2016-12-27 15:55:49

by Ming Lei

[permalink] [raw]
Subject: [PATCH v1 00/54] block: support multipage bvec

Hi,

This patchset brings multipage bvec into block layer. Basic
xfstests(-a auto) over virtio-blk/virtio-scsi have been run
and no regression is found, so it should be good enough
to show the approach now, and any comments are welcome!

1) what is multipage bvec?

Multipage bvecs means that one 'struct bio_bvec' can hold
multiple pages which are physically contiguous instead
of one single page used in linux kernel for long time.

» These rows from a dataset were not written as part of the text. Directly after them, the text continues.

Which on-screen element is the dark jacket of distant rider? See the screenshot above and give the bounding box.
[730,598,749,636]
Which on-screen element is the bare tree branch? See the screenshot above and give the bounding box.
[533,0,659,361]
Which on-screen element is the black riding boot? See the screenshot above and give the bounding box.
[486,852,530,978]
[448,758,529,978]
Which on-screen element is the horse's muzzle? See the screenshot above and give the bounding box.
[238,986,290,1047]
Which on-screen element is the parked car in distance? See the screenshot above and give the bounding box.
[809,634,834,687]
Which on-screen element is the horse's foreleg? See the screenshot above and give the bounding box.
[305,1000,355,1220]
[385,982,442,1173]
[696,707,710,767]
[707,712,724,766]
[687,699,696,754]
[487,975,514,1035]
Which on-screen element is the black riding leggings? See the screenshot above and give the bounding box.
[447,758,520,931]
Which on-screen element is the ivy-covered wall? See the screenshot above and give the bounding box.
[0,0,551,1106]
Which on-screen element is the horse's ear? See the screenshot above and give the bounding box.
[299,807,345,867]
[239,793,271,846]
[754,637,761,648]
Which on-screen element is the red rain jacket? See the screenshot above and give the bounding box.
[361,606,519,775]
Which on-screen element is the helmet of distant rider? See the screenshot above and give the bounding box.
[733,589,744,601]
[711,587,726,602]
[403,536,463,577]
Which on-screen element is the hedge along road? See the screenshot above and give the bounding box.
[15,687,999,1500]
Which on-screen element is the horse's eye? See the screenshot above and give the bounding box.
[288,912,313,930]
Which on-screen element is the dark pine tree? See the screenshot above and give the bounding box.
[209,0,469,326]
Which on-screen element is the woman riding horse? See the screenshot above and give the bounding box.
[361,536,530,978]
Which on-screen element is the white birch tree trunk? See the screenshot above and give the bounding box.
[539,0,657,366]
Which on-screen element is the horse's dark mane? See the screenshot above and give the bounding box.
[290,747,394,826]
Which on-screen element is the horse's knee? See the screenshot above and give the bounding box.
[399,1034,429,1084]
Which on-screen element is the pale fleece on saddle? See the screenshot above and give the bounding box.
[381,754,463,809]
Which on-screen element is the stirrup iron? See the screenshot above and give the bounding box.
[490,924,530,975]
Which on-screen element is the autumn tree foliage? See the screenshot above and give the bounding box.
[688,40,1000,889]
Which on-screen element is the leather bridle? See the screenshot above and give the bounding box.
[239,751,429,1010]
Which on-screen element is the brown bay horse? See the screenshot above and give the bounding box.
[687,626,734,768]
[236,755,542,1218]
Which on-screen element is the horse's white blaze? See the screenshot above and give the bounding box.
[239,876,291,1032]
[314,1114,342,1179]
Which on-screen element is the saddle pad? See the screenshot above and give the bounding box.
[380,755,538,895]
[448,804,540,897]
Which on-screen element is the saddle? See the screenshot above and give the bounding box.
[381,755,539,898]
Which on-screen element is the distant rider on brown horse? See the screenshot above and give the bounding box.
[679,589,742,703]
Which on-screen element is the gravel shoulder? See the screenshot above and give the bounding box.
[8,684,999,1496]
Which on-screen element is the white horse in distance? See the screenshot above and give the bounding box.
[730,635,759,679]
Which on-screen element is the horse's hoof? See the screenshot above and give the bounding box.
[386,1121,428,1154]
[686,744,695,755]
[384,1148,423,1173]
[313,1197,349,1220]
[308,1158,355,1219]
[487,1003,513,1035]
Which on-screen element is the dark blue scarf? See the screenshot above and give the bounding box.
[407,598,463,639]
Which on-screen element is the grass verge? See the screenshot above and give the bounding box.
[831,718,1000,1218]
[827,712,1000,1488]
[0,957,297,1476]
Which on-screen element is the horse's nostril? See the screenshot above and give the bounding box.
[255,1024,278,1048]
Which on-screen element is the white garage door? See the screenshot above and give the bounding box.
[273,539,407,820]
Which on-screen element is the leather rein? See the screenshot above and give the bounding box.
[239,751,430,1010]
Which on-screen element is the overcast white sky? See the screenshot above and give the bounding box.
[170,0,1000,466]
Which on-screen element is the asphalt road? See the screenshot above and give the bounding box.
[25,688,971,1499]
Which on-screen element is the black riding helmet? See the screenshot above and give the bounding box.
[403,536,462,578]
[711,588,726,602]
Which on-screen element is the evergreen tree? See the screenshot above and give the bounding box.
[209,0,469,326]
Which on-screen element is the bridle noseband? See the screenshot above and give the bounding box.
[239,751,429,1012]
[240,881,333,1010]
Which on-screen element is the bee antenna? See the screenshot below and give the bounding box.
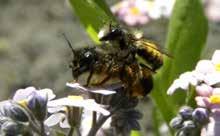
[62,33,76,55]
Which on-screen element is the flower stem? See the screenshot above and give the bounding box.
[92,111,97,128]
[68,127,74,136]
[40,121,46,136]
[76,127,81,136]
[88,114,111,136]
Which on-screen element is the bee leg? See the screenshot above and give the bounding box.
[91,75,111,86]
[69,64,78,82]
[139,63,156,73]
[85,70,94,87]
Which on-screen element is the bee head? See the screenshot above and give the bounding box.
[71,47,97,78]
[98,25,124,41]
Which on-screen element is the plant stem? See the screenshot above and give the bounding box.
[92,111,97,128]
[88,114,111,136]
[76,127,81,136]
[68,127,74,136]
[40,121,46,136]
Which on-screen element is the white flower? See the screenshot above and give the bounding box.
[48,96,109,116]
[167,50,220,95]
[167,72,198,95]
[195,60,216,74]
[80,109,111,136]
[45,95,110,128]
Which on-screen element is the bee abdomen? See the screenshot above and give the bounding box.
[136,48,163,71]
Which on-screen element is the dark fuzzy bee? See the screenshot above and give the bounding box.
[63,35,153,97]
[98,24,170,72]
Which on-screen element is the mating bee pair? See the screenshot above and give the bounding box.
[64,24,167,97]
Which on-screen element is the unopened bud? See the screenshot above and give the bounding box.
[179,106,193,120]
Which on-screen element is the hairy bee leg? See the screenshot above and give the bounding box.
[91,75,111,86]
[91,59,113,86]
[85,70,94,87]
[69,64,78,82]
[139,63,155,73]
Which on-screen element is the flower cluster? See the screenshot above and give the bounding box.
[0,84,114,135]
[111,0,175,26]
[167,50,220,135]
[204,0,220,23]
[0,87,55,135]
[170,106,209,136]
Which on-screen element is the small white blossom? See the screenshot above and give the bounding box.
[167,50,220,95]
[47,96,110,116]
[167,72,198,95]
[45,95,110,128]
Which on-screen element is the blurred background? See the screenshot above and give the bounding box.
[0,0,220,135]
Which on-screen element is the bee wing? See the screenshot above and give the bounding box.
[136,39,173,58]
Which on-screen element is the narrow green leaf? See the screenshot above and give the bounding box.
[152,107,161,136]
[131,130,141,136]
[151,0,208,134]
[68,0,115,43]
[162,0,208,90]
[93,0,114,16]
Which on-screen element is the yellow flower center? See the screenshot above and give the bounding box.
[215,63,220,72]
[17,100,28,107]
[130,7,140,15]
[67,95,83,101]
[210,95,220,104]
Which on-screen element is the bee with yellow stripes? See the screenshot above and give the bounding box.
[98,24,170,72]
[63,34,153,97]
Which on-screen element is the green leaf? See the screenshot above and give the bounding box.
[131,130,141,136]
[151,0,208,133]
[68,0,115,43]
[162,0,208,90]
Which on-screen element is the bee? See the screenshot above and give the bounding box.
[98,24,170,72]
[63,34,153,97]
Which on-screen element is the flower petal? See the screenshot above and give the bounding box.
[195,60,215,74]
[212,50,220,65]
[47,106,66,113]
[44,113,66,127]
[66,82,88,91]
[13,87,37,101]
[47,97,84,107]
[91,90,116,95]
[195,96,210,107]
[82,99,110,116]
[204,72,220,85]
[196,84,213,97]
[212,88,220,95]
[38,88,56,100]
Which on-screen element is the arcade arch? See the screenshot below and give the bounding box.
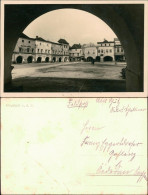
[27,56,33,63]
[16,56,23,64]
[104,56,113,62]
[37,57,42,63]
[4,5,144,91]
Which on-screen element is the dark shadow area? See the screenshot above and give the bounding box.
[4,77,126,92]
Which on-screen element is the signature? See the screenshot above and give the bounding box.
[81,120,105,134]
[93,162,147,183]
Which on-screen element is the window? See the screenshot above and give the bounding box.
[121,48,123,52]
[106,49,108,53]
[109,44,110,46]
[105,44,106,46]
[19,47,22,52]
[101,50,103,53]
[75,49,77,51]
[98,50,100,53]
[110,49,112,53]
[117,48,119,52]
[40,43,41,45]
[48,50,50,53]
[32,49,34,53]
[38,49,40,53]
[77,53,79,56]
[22,39,24,43]
[27,48,29,53]
[41,49,43,53]
[28,41,30,43]
[88,51,90,54]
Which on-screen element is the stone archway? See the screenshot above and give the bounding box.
[16,56,23,64]
[4,4,144,91]
[52,57,56,62]
[45,57,49,62]
[37,57,42,63]
[104,56,113,62]
[87,57,93,62]
[59,57,62,62]
[27,56,33,63]
[96,56,100,62]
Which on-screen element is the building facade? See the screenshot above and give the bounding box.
[12,33,36,64]
[12,33,70,63]
[97,40,115,62]
[69,44,84,61]
[114,38,125,61]
[12,34,125,64]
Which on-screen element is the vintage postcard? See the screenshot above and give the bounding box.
[0,0,148,97]
[1,98,147,194]
[0,1,148,195]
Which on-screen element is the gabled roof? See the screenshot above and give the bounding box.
[58,39,69,44]
[20,33,33,40]
[70,44,81,49]
[35,36,48,42]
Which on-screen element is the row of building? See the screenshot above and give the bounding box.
[12,33,125,64]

2) why is multipage bvec introduced?

Kent proposed the idea[1] first.

As system's RAM becomes much bigger than before, and
at the same time huge page, transparent huge page and
memory compaction are widely used, it is a bit easy now
to see physically contiguous pages from fs in I/O.
On the other hand, from block layer's view, it isn't
necessary to store intermediate pages into bvec, and
it is enough to just store the physicallly contiguous
'segment'.

Also huge pages are being brought to filesystem[2], we
can do IO a hugepage a time[3], requires that one bio can
transfer at least one huge page one time. Turns out it isn't
flexiable to change BIO_MAX_PAGES simply[3]. Multipage bvec
can fit in this case very well.

With multipage bvec:

- bio size can be increased and it should improve some
high-bandwidth IO case in theory[4].

- Inside block layer, both bio splitting and sg map can
become more efficient than before by just traversing the
physically contiguous 'segment' instead of each page.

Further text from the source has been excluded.